Le président ukrainien Volodymyr Zelensky a reçu, à Kiev, le Premier ministre néerlandais Rob Jetten pour aborder l’évolution du conflit avec la Russie. Si les discussions ont permis de faire le point sur les récentes avancées territoriales de l’armée ukrainienne, elles ont également mis en lumière une nouvelle dynamique : l’implication de Kiev dans un autre théâtre d’opérations international, à la demande des États-Unis.
Lors de cette conférence de presse conjointe, le chef de l’État a détaillé les résultats de la contre-offensive menée au cours du dernier mois et demi. Selon les informations rapportées par l’agence Anadolu, les forces ukrainiennes ont repris le contrôle d’une zone comprise entre 400 et 435 kilomètres carrés dans le sud du pays, plus précisément dans les régions de Zaporijjia et de Dnipropetrovsk. Volodymyr Zelensky a qualifié ces résultats de « significatifs », tout en précisant que l’armée russe maintient son objectif de contrôler l’intégralité du Donbass et prépare de nouvelles offensives pour le printemps.
L’attention s’est ensuite tournée vers le Moyen-Orient. Répondant à une sollicitation de Washington, l’Ukraine s’apprête à fournir un appui technique aux pays du Golfe pour contrer les drones de type « Shahed » fournis par l’Iran. Une délégation d’experts ukrainiens se rendra dans la région cette semaine. Leur mission consistera à partager leur expérience et à dispenser des formations pour neutraliser ces appareils. Dans ce contexte, le dirigeant ukrainien a formellement accusé Moscou de soutenir Téhéran, une coopération militaire qui fait l’objet d’une surveillance accrue de la part de l’administration américaine.

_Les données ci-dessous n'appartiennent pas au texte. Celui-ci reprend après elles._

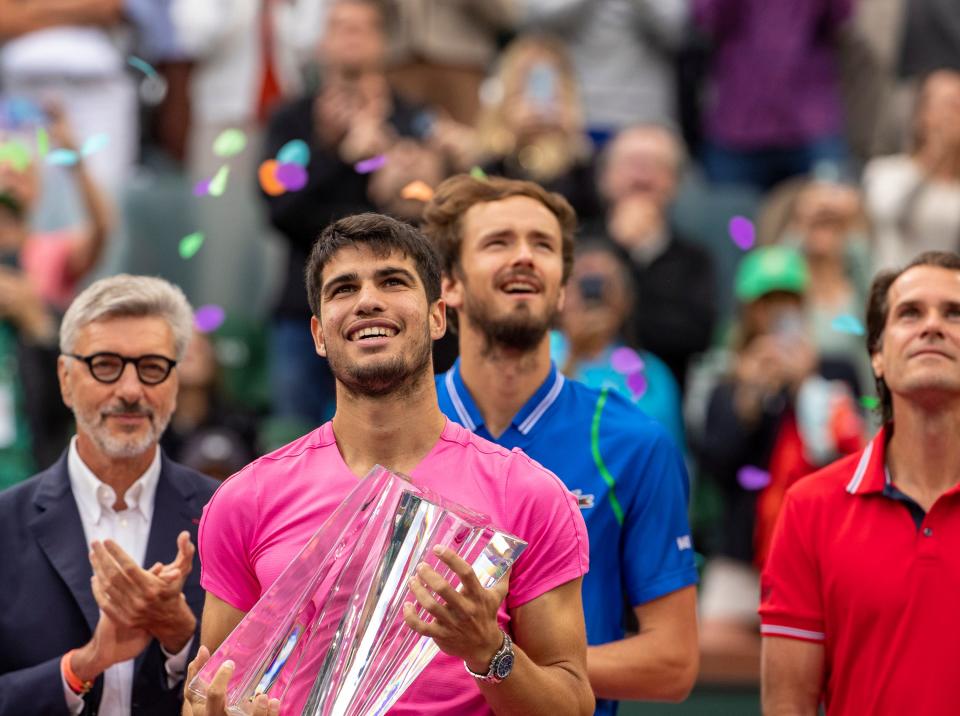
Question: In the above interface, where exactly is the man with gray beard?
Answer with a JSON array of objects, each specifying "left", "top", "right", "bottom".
[{"left": 0, "top": 275, "right": 216, "bottom": 716}]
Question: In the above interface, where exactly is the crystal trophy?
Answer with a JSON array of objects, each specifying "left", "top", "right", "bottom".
[{"left": 189, "top": 465, "right": 527, "bottom": 716}]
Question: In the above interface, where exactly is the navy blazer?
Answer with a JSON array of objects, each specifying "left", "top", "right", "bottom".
[{"left": 0, "top": 452, "right": 217, "bottom": 716}]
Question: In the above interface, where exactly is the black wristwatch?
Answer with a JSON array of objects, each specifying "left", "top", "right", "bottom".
[{"left": 463, "top": 629, "right": 514, "bottom": 684}]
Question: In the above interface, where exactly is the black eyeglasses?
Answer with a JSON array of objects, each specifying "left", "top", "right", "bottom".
[{"left": 64, "top": 353, "right": 177, "bottom": 385}]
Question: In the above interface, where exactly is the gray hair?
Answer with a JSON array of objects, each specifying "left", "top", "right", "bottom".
[{"left": 60, "top": 273, "right": 193, "bottom": 361}]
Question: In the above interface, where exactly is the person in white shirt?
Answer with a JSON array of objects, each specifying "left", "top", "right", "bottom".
[{"left": 0, "top": 275, "right": 216, "bottom": 716}]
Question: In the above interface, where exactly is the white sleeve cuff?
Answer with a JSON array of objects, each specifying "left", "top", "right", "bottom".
[{"left": 160, "top": 636, "right": 194, "bottom": 689}]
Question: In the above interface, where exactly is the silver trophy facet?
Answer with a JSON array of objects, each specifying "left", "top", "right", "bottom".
[{"left": 189, "top": 465, "right": 527, "bottom": 716}]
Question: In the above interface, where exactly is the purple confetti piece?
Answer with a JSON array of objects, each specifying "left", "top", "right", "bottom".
[
  {"left": 276, "top": 162, "right": 307, "bottom": 191},
  {"left": 737, "top": 465, "right": 770, "bottom": 492},
  {"left": 353, "top": 154, "right": 387, "bottom": 174},
  {"left": 727, "top": 216, "right": 757, "bottom": 251},
  {"left": 627, "top": 372, "right": 647, "bottom": 398},
  {"left": 193, "top": 304, "right": 227, "bottom": 333},
  {"left": 610, "top": 347, "right": 643, "bottom": 375}
]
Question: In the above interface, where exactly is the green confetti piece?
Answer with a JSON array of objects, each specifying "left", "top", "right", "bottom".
[
  {"left": 860, "top": 395, "right": 880, "bottom": 410},
  {"left": 213, "top": 129, "right": 247, "bottom": 158},
  {"left": 180, "top": 231, "right": 205, "bottom": 259},
  {"left": 207, "top": 164, "right": 230, "bottom": 196},
  {"left": 80, "top": 132, "right": 110, "bottom": 157},
  {"left": 0, "top": 141, "right": 30, "bottom": 172},
  {"left": 37, "top": 127, "right": 50, "bottom": 159},
  {"left": 127, "top": 55, "right": 157, "bottom": 77}
]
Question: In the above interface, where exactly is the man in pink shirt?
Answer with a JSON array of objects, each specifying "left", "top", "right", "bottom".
[{"left": 185, "top": 214, "right": 593, "bottom": 716}]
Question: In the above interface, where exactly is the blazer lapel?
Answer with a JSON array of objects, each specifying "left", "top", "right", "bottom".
[{"left": 28, "top": 453, "right": 100, "bottom": 631}]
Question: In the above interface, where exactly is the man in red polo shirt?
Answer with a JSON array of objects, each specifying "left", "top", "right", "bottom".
[{"left": 760, "top": 252, "right": 960, "bottom": 716}]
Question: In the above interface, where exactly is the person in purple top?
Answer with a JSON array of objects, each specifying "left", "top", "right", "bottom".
[{"left": 693, "top": 0, "right": 854, "bottom": 189}]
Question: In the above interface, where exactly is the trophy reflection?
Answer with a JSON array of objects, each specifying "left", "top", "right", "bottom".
[{"left": 189, "top": 465, "right": 527, "bottom": 716}]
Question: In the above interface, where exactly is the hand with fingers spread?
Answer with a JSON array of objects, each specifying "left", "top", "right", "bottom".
[
  {"left": 182, "top": 646, "right": 280, "bottom": 716},
  {"left": 90, "top": 531, "right": 197, "bottom": 654},
  {"left": 403, "top": 546, "right": 509, "bottom": 674}
]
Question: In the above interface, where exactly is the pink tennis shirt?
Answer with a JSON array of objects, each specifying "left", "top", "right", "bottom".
[{"left": 198, "top": 421, "right": 588, "bottom": 716}]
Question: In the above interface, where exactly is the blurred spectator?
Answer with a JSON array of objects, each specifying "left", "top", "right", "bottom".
[
  {"left": 160, "top": 331, "right": 257, "bottom": 480},
  {"left": 550, "top": 242, "right": 685, "bottom": 450},
  {"left": 386, "top": 0, "right": 516, "bottom": 125},
  {"left": 693, "top": 0, "right": 853, "bottom": 189},
  {"left": 264, "top": 0, "right": 423, "bottom": 424},
  {"left": 520, "top": 0, "right": 689, "bottom": 140},
  {"left": 695, "top": 246, "right": 863, "bottom": 681},
  {"left": 863, "top": 70, "right": 960, "bottom": 268},
  {"left": 478, "top": 35, "right": 596, "bottom": 220},
  {"left": 781, "top": 180, "right": 873, "bottom": 395},
  {"left": 582, "top": 125, "right": 717, "bottom": 390}
]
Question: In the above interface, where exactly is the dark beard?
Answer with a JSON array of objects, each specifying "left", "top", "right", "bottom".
[
  {"left": 328, "top": 335, "right": 433, "bottom": 398},
  {"left": 463, "top": 294, "right": 557, "bottom": 353}
]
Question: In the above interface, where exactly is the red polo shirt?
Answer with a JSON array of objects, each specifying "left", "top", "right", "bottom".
[{"left": 760, "top": 430, "right": 960, "bottom": 716}]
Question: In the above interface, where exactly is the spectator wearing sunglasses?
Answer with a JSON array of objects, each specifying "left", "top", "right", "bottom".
[{"left": 0, "top": 275, "right": 216, "bottom": 716}]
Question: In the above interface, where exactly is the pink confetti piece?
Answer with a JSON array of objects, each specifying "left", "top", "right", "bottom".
[
  {"left": 727, "top": 216, "right": 757, "bottom": 251},
  {"left": 737, "top": 465, "right": 770, "bottom": 492},
  {"left": 610, "top": 346, "right": 643, "bottom": 375},
  {"left": 353, "top": 154, "right": 387, "bottom": 174},
  {"left": 276, "top": 162, "right": 308, "bottom": 191},
  {"left": 193, "top": 304, "right": 227, "bottom": 333}
]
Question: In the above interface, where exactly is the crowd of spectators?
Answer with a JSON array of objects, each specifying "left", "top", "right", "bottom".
[{"left": 0, "top": 0, "right": 960, "bottom": 700}]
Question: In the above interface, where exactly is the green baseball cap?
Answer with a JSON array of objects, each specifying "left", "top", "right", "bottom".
[{"left": 734, "top": 246, "right": 809, "bottom": 303}]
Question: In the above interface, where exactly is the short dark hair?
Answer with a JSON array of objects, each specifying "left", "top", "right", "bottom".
[
  {"left": 867, "top": 251, "right": 960, "bottom": 423},
  {"left": 423, "top": 174, "right": 577, "bottom": 282},
  {"left": 306, "top": 213, "right": 440, "bottom": 318}
]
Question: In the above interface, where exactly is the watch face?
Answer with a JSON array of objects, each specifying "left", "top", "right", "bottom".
[{"left": 494, "top": 653, "right": 513, "bottom": 679}]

Ce redéploiement de l’expertise ukrainienne suscite des réactions politiques outre-Atlantique. Interrogé sur les critiques formulées par Donald Trump concernant cette assistance fournie aux pays du Golfe, Volodymyr Zelensky a défendu sa position. « Nous essayons d’aider et parfois le président Trump me critique », a-t-il déclaré. Il a ajouté que l’intensification des critiques est, selon lui, le signe d’une aide grandissante, concluant que l’assistance aux populations demeure sa priorité absolue.